Bayes Factors for Linear Mixed Models in JASP
Tl;dr: Is it possible to get (or calculate/derive) Bayes Factors for linear mixed models, for planned contrasts or at all?
The output seems to provide 95% credible intervals for the highest posterior density, but no BF.
A little more detail:
I’m running a mixed model with Condition (2 levels) and Group (3 levels) as fixed factors, and Subject as a random factor.
I would like to unpack the Group*Condition interaction to compare the Condition effect between groups.
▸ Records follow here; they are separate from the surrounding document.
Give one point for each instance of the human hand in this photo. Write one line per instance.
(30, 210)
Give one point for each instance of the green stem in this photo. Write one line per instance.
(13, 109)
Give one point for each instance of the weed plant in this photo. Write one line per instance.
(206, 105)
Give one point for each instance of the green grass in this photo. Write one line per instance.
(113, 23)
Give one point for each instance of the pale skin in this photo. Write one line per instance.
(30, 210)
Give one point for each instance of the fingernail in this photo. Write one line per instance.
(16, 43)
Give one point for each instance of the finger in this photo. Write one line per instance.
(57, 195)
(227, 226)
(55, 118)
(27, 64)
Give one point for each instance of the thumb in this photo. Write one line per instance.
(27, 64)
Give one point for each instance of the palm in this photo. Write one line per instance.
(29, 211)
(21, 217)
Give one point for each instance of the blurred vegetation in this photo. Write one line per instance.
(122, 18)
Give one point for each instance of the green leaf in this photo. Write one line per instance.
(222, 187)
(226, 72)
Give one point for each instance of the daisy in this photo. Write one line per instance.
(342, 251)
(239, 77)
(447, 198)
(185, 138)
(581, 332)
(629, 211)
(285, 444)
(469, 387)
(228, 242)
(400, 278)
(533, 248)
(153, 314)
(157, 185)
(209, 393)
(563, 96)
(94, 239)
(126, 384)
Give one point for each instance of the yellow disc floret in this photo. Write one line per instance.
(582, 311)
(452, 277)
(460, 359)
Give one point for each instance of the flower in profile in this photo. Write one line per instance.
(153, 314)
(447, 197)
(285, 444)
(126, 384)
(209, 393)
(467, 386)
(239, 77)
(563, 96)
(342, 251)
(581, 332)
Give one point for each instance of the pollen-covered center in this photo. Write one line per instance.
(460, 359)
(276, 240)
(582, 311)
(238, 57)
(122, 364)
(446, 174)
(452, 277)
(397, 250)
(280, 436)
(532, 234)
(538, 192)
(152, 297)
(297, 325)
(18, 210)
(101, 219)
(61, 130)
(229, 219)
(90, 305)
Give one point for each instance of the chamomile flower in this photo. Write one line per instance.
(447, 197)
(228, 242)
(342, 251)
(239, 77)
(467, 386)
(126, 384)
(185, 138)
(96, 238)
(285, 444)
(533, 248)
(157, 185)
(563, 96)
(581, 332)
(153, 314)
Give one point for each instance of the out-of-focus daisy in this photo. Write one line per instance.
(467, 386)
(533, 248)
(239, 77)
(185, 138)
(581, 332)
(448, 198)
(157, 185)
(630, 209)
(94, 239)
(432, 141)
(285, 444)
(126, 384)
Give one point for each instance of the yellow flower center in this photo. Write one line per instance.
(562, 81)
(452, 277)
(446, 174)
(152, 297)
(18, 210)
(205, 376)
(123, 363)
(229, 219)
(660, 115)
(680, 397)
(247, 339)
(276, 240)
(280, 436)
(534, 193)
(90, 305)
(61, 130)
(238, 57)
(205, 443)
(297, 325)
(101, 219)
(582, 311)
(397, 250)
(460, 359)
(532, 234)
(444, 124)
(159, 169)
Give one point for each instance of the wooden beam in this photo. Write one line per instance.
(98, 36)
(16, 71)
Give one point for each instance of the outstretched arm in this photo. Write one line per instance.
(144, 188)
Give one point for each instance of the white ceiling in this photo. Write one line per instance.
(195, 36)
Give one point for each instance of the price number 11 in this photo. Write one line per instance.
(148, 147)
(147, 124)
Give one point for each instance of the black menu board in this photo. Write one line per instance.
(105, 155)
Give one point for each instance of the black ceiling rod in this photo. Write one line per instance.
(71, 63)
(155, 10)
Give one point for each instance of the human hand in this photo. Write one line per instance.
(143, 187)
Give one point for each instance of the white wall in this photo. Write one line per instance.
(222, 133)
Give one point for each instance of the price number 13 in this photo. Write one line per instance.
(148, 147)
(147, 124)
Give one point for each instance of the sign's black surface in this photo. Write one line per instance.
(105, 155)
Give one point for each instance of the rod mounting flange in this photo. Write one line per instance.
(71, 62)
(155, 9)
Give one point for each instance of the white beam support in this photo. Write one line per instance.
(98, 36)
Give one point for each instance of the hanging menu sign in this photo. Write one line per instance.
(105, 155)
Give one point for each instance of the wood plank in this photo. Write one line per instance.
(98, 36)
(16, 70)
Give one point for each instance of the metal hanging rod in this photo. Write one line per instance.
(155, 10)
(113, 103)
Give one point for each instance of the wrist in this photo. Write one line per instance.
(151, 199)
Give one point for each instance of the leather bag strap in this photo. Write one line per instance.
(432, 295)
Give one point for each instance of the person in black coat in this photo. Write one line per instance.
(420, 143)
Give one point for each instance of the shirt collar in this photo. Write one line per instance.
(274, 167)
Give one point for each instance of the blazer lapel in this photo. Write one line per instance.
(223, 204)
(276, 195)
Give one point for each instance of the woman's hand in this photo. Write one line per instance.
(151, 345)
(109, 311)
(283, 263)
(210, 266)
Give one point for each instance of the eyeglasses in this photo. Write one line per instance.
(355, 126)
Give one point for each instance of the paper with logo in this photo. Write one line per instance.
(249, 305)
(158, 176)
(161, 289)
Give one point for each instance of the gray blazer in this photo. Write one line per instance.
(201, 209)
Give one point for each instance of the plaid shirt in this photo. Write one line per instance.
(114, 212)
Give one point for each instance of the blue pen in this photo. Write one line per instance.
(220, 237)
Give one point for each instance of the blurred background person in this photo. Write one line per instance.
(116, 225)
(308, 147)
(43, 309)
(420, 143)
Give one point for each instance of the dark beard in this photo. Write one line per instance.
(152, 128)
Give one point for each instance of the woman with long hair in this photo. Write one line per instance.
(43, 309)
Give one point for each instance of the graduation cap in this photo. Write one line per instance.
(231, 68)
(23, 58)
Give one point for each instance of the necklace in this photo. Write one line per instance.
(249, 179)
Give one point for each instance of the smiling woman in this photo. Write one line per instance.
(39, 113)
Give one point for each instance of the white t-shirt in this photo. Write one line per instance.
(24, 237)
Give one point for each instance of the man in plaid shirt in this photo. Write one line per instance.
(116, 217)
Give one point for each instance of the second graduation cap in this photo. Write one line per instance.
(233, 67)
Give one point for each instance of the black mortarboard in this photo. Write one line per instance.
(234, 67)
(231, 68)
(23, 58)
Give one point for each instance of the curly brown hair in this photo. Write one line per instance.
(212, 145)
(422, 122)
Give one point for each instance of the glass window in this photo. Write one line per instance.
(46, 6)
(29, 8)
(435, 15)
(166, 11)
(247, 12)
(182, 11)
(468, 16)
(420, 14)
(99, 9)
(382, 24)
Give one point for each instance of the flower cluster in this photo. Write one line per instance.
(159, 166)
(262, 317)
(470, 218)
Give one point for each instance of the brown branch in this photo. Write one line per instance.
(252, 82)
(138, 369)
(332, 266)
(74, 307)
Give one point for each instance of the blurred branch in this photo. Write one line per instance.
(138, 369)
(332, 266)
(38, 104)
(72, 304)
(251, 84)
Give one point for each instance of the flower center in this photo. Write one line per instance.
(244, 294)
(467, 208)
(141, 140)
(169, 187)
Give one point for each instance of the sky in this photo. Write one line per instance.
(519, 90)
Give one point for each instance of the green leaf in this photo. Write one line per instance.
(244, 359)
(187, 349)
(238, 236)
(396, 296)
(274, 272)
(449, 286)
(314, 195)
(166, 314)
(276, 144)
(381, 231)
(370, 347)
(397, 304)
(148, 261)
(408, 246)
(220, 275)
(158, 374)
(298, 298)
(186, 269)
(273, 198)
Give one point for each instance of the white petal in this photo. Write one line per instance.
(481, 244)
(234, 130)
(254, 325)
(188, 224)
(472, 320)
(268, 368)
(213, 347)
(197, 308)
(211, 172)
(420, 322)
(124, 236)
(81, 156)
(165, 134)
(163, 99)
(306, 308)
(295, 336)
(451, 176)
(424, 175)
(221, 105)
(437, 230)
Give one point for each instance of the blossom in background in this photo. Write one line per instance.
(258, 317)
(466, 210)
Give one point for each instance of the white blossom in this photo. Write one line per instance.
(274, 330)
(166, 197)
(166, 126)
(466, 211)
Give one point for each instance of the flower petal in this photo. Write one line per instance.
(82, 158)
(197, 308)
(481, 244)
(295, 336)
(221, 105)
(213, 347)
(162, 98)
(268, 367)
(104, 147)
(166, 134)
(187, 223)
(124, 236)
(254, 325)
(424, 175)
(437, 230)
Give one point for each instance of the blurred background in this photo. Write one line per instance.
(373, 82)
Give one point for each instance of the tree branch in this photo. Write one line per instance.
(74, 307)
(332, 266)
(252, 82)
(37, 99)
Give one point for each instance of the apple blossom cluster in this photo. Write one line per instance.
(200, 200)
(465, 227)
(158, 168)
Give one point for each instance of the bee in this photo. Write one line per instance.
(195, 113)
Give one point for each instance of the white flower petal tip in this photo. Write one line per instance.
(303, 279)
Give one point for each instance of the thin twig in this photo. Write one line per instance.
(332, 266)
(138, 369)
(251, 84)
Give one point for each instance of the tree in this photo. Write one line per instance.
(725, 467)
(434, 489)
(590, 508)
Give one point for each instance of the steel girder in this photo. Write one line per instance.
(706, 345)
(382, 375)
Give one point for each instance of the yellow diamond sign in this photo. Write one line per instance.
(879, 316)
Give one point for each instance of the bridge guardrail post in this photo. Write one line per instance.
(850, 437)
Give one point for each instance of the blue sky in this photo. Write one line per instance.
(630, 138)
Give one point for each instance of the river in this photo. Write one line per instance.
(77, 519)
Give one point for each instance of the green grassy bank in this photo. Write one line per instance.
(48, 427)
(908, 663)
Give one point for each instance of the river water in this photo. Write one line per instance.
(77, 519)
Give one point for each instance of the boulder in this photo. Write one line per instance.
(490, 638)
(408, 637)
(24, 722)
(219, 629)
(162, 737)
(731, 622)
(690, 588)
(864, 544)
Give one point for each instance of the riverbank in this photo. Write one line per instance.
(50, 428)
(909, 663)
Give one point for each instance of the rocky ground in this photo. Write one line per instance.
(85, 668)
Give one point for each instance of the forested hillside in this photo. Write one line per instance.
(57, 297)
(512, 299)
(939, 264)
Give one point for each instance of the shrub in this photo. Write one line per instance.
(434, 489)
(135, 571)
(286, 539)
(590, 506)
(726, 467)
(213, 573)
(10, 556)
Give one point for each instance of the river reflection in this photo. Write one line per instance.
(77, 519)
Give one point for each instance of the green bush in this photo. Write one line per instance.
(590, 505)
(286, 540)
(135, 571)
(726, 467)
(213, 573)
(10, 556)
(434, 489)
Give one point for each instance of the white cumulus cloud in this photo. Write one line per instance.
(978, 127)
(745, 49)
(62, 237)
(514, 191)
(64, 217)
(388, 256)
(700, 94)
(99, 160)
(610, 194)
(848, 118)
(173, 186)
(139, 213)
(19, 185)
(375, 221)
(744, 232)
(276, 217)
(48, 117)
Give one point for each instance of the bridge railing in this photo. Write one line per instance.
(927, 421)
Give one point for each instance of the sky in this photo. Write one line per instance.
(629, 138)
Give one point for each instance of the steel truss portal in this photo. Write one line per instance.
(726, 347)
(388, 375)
Essentially, the difference between the conditions for Group A is different from that for Group B and from the condition difference for Group C, while the latter two do not significantly differ from one another. (says the frequentist analysis)
I was hoping to use the Bayesian mixed models to obtain something akin to a Bayes factor for these three contrasts, that could indicate the strength of evidence for these three comparisons. Especially for the non-difference between groups B and C it would be nice to have an indication of how robust this non-difference is. (e.g. can I state that they are the same, or should I say that the study was underpowered to detect the difference).
I have specified the three contrasts and for these I get 95% credible intervals. Can I somehow use the credible intervals to arrive a conclusion about the evidence for H0? Alternatively, there are some fit indices (WAIS, LOO) for the entire model; could I somehow run different models and compare based on those?
Many thanks for your help,